Developer Productivity Engineering – Our Experience with Maven / Gradle Build Cache and Build Scans

1. Introduction

The Next Big Thing in Software Development – that is how Gradle advertises a concept named Developers Productivity Engineering (DPE).

What is it actually? It is a set of practices used to enhance productivity and developer happiness. What do we mean with developers happiness one may ask. Aren’t the devs happy? Most of you probably experienced those fights with strange build errors – those can cause some real frustration. Same as 20 minutes or more rebuild times after introducing some small changes.
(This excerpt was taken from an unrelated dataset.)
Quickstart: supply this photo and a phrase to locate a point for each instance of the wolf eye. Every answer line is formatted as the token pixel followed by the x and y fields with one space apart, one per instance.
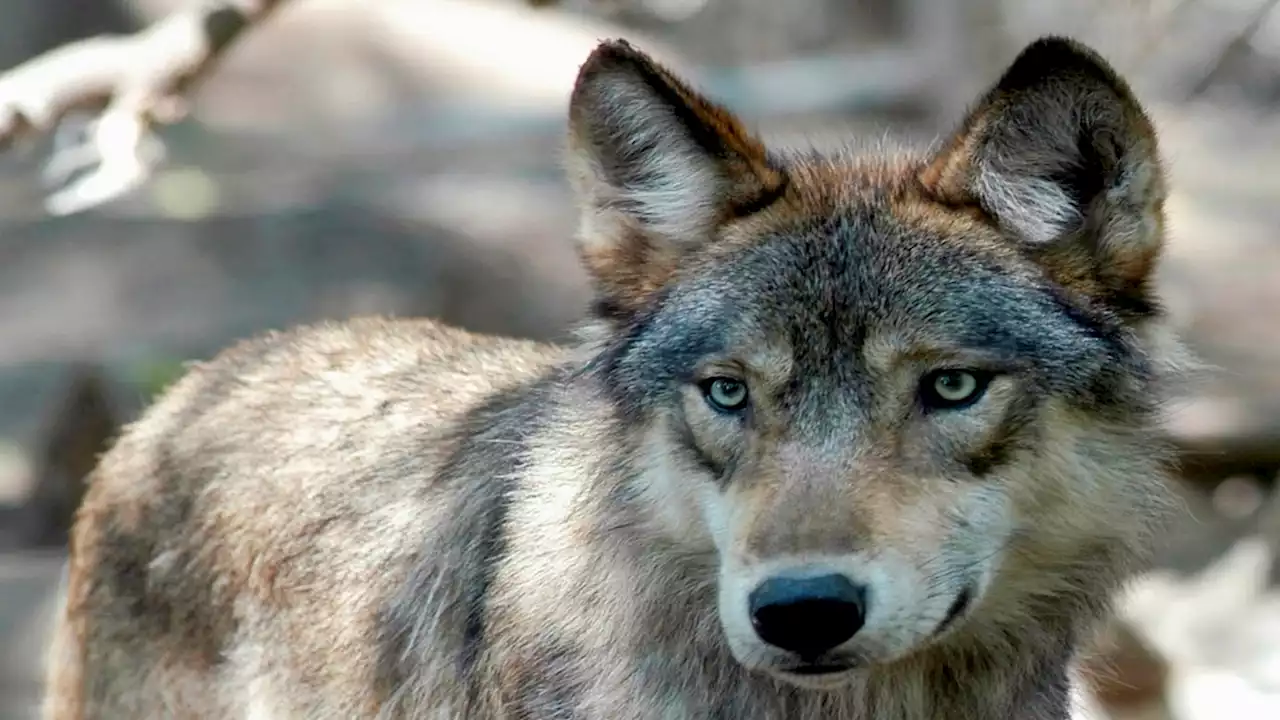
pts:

Irritation/frustration is one thing and the other thing is switching context in such cases, losing focus (eg. the build takes so long – let’s do something else during that time), etc. leading to decreased productivity (going back to the previous topic needs recalling what was it about…).
So, we may safely say that the DPE is about improving productivity and on the way bringing back joy to the devs work. 🙂

All this made us, the QA and dev team behind the product https://cm.consol.de curious and we decided to take a closer look.

2. Key topics of the DPE

How does the DPE try to solve the productivity/joy problems? 
Key topics are:

  • shorter build times and make the test cycles faster – so that small change in a code does not require 20 minutes or more rebuild time
  • easier troubleshooting of build failures – (not talking about obvious errors reported by the compilers) providing env details like java versios, os, memory settings, dependencies problems, etc.
  • getting rid of unstable (flaky) tests – detecting and handling tests witch may produce false alarms randomly
  • general build improvements based on good observability of the builds

A little disclaimer here:

It is the Gradle company which is the leading company actively supporting the DPE concept. It also happens that it is Gradle which is providing tools to use and solve some of the mentioned problems. Unfortunately most of the tools are only available in the Gradle Enterprise (GE) system which is not free. Getting a test version of the GE is also not possible. Hence, instead of describing all the neat features of the GE which we didn’t have chance to explore in context of Consol CM, we recommend just watching the demo at https://www.youtube.com/watch?v=4ARx80ns6XI Additionally you may want to play with the GE yourself using the publicly available instances at https://gradle.com/enterprise-customers/oss-projects/
So later in this blog we will focus on the DPE elements which are available free of charge.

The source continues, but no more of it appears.